Engaging with the “Sesame” gang whisks us back to our childhoods — a “special time in life” where dreams are limitless, promises are kept and imagination runs free, Batcho said.
“Communicating with characters we loved as children offers a temporary escape from our problems, stress, and the things that make us sad,” she said. “Nostalgia motivates us to relive the childhood interactions with them and lets us reconnect with the time in life we felt safe and happy.”
The “Sesame Street” worldview is still that of a child, but that’s part of why we’re still so drawn to it years after we stopped watching, said Anissa Graham, a senior lecturer in English at the University of North Alabama who has co-edited two books of Muppet scholarship.
“‘Sesame Street’ Muppets see the world as a place of potential, and that can be very reassuring to a grown-up inundated with news focused on endings,” she said.
“Sesame Street” was built for kids, but since its very first season, it’s strived to engage adults in the audience.
Sesame Workshop, the nonprofit organization behind the show — originally called the Children’s Television Workshop — found in its research that children gleaned more from the series if their parents watched alongside them and reinforced what they’d learned, Whitaker said.
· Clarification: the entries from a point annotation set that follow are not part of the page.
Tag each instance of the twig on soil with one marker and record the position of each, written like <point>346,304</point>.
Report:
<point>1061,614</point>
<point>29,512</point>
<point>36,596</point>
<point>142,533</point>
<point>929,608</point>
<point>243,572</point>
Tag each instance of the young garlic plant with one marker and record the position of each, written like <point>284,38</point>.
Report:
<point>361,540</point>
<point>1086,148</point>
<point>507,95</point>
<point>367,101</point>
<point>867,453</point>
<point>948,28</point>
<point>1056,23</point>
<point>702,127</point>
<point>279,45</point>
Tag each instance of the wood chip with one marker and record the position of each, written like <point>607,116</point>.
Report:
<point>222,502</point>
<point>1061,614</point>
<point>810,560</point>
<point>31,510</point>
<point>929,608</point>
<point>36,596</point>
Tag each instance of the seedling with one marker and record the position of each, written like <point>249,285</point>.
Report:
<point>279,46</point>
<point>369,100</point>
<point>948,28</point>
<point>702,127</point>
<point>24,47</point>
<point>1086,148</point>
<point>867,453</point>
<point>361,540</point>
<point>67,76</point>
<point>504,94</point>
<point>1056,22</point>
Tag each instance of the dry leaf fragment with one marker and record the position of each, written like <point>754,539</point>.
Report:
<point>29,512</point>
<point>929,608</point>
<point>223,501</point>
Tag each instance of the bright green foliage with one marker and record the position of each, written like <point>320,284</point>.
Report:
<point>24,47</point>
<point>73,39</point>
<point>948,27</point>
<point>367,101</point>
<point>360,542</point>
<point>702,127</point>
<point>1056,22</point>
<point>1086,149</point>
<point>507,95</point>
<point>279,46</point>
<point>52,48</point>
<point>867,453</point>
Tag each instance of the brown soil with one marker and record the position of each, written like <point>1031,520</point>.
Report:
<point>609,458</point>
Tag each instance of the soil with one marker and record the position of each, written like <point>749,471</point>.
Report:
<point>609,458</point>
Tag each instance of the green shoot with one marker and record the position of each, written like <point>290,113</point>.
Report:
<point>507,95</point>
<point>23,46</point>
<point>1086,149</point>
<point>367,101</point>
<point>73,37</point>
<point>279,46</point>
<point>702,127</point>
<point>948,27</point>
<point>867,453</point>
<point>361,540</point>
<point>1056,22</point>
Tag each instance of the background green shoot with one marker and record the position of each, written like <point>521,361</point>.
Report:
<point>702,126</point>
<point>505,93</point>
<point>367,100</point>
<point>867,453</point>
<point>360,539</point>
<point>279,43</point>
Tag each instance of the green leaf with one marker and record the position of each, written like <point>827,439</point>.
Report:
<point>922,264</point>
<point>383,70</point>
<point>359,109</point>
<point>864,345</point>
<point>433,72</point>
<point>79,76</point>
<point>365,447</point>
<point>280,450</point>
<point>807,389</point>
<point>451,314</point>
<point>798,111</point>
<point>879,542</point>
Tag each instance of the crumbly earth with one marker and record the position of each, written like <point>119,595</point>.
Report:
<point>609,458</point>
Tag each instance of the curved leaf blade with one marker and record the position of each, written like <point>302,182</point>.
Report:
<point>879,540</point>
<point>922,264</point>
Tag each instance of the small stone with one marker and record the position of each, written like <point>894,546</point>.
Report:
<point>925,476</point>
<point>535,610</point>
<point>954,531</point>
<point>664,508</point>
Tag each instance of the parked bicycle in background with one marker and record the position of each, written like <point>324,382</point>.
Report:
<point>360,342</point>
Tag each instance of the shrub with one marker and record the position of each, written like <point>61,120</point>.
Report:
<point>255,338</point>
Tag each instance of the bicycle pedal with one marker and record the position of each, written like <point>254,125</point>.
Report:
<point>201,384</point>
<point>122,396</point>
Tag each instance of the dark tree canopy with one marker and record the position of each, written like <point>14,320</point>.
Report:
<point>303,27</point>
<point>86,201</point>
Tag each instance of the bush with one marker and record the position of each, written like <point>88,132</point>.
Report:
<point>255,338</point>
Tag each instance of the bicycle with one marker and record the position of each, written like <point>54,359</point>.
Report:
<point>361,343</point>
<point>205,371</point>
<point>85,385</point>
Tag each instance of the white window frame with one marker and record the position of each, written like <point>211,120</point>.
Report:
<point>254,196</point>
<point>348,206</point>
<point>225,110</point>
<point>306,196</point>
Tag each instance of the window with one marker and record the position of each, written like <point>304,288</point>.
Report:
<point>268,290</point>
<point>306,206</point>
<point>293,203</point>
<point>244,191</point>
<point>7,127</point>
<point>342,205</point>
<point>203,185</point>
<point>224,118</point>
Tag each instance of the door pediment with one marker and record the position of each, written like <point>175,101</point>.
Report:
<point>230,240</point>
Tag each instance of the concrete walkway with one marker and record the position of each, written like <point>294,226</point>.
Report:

The series held parents’ gaze by parodying zeitgeist-y pieces of pop culture and hosting celebrity guests.
“‘Sesame Street’ puts in the effort to remain culturally connected,” Graham said.
Early examples include “Letter B,” a parody of the Beatles’ “Let It Be,” or the 1978 disco album “Sesame Street Fever,” which borrows heavily from the similarly titled John Travolta film.
Graham’s personal favorite aired in 2015, at the height of “Game of Thrones”-mania: A Grover-starring parody called “Game of Chairs.” The short featured Muppet lookalikes of the HBO series’ human cast members competing in musical chairs to decide who will rule “Jesteros.” (Grover ends up the accidental king.)
The average kindergartener likely wasn’t tuning into the ultra-violent fantasy drama, but their parents might have been. Hearing puppet Tyrion and Ned Stark quip about the coming of winter and rolling heads is a delight reserved for caregivers in the audience, Graham said.
“‘Sesame Street’ doesn’t just get kids,” Graham said. “It gets adults, too.”
That the Muppets are now posting on X, where their youngest active fans are unlikely to find them, is in keeping with its mission of speaking to adults — and now, former “Sesame” viewers don’t need to have a child to stay in touch with Elmo and his neighbors.
“Young adults who have not yet had children can indulge their nostalgia by interacting with their imaginary friends on social media,” Batcho said.
Imaginary, perhaps, but no less fundamental to the growth of countless viewers who are just as fond of their former “Sesame Street” neighbors now as they were in their youth. For so many grown-ups, they’re less characters than lifelong companions who still have wisdom to share and solace to offer.